Optimization of adsorption process variables through the traditional approach is costly, time-consuming, and laborious and requires a large number of experiments. The limitations of the traditional approach can be solved using the central composite design (CCD) method of response surface methodology (RSM) which lowers the number of experiments and examine the effect of individual variables and their interactions on the response (removal efficiency). The RSM is a simple, effective, and low-cost statistical and mathematical model to analyze data, build a model, and evaluate the effects of independent variables on dependent variable to draw a reliable conclusions [36]. There are two main types of response surface designs: CCD and Box-Behnken designs (BBDs). The CCD is the most widely used statistical tools to design the effects of independent variables on the response [37]. It is often used when the design calls for sequential experimentation and needs to include information from factorial experiments, and the experimental runs embrace the extreme settings. On the other hand, BBDs have fewer design points than CCD and can estimate the first and second order coefficients but cannot embrace the factorial experimental runs. BBDs always have 3 levels per factor [38]. The CCD is used for the current study to design adsorption experiments, and model the linear, interactive, and quadratic effects of the four independent variables at five levels (- α, -1, 0, +1, and +α) on the dependent variable (Cr(VI) removal) as BBD cannot entertain factorial experimental runs, estimate five levels per factor, and cannot include extreme experimental points. The experimental results were analyzed by response surface regression [39], and the optimal condition for Cr(VI) adsorption was estimated using a second order model equation [40].
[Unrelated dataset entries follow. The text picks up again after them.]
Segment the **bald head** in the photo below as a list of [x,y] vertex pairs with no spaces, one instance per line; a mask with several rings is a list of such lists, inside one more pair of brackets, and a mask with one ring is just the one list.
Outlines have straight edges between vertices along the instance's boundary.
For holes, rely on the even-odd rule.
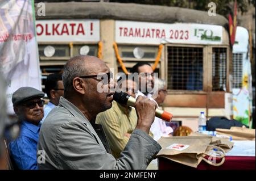
[[97,74],[100,67],[107,66],[103,61],[94,56],[79,56],[71,58],[64,65],[62,75],[64,95],[73,90],[75,77]]

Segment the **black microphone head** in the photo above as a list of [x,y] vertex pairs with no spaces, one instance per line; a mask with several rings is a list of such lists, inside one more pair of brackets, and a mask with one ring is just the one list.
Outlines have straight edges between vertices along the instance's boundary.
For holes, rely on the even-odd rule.
[[130,95],[126,92],[122,91],[120,92],[115,92],[113,96],[113,99],[119,104],[126,105],[127,101]]

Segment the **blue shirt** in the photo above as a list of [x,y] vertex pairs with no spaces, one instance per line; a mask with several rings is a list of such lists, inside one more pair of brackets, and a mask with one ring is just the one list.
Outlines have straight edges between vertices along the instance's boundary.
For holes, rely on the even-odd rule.
[[36,146],[40,127],[40,123],[36,126],[23,121],[19,136],[9,144],[11,155],[19,169],[38,169]]
[[51,102],[49,101],[49,102],[44,106],[44,117],[43,117],[42,122],[44,120],[46,116],[47,116],[49,112],[55,107],[55,105],[52,104]]

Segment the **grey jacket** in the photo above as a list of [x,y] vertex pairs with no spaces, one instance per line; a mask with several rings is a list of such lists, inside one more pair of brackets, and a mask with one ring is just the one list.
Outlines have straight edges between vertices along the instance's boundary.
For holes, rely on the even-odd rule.
[[82,112],[61,97],[42,125],[38,153],[43,154],[38,155],[38,166],[39,169],[146,169],[160,149],[147,134],[135,129],[116,160]]

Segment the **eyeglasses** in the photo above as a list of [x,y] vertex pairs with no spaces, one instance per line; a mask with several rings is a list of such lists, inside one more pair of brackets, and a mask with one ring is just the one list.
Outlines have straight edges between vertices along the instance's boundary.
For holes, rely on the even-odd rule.
[[152,73],[140,73],[139,74],[139,77],[146,77],[147,76],[151,76],[152,77],[154,77],[154,72]]
[[105,74],[80,76],[79,77],[81,78],[96,78],[98,81],[103,81],[104,85],[108,85],[110,82],[110,80],[113,78],[113,73],[109,72]]
[[54,89],[54,90],[64,90],[64,89]]
[[161,90],[159,90],[159,91],[163,91],[164,94],[168,94],[168,91],[166,90],[161,89]]
[[44,100],[40,100],[39,101],[37,102],[30,102],[28,103],[26,103],[25,104],[23,104],[24,106],[25,106],[26,107],[29,108],[30,109],[33,109],[35,108],[35,107],[36,107],[36,104],[38,104],[38,105],[39,107],[43,107],[44,106]]

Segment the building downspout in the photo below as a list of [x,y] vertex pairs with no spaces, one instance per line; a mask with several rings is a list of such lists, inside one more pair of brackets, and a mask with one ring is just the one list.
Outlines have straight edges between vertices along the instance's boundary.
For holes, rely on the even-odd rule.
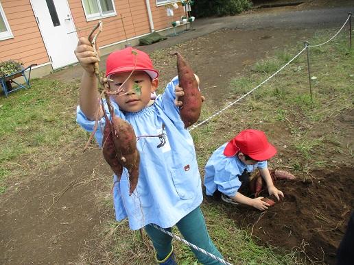
[[148,15],[149,16],[149,22],[150,23],[151,32],[154,32],[154,21],[152,20],[152,14],[151,13],[150,2],[150,0],[145,0],[146,8],[148,9]]

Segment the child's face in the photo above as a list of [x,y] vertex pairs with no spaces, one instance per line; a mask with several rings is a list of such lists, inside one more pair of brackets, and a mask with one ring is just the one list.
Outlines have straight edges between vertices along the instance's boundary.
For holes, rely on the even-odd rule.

Hexavalent chromium was chosen to study adsorption capacity of magnetic zeolite since Cr(VI) is a hazardous pollutant owing to its high water solubility and toxicity. As far as the best knowledge of the authors is concerned, studies dealing with the use of magnetized zeolite for the removal of hexavalent chromium from aqueous solution have not been studied. In this study, the adsorptive capacity and recoverability of the magnetic zeolites were investigated. Studying surface characters of zeolite coated with various fractions of magnetic nanoparticles (Fe₃O₄) could improve its adsorption capacity and removal efficiency. Also, surface characters, removal efficiency and optimization of adsorption variables, adsorption isotherm, and kinetics studies were conducted.

2. Material and Methods

2.1. Chemicals and Equipment

A powdered natural zeolite purchased from Neway Private Limited Company was magnetized and used as adsorbent to study the adsorptive removal of hexavalent chromium from aqueous solution. FeCl₃.6H₂O, FeCl₂.4H₂O, NH₃, and Na₂SO₃ were purchased from the same supplier and used to prepare magnetic zeolite-Fe₃O₄ adsorbent. A stock solution of Cr(VI) was prepared by dissolving potassium dichromate (K₂Cr₂O₇) in deionized water. Hydrochloric acid, NaOH, acetone, and ethanol were used to adjust solution pH and analysis Cr(VI). Shimadzu Fourier transform infrared (FTIR), BELSORP-mini device surface area analyzer, Turbid meter, and atomic absorption spectroscopy (AAS) were used to characterize and analysis the magnetic zeolite. The central composite design (CCD) of design expert® version 13 software was used to design adsorption experiments and analyze process parameters affecting the adsorptive removal of Cr(VI) from aqueous solution. The response surface methodology (RSM) software was used to optimize the various adsorption process variables.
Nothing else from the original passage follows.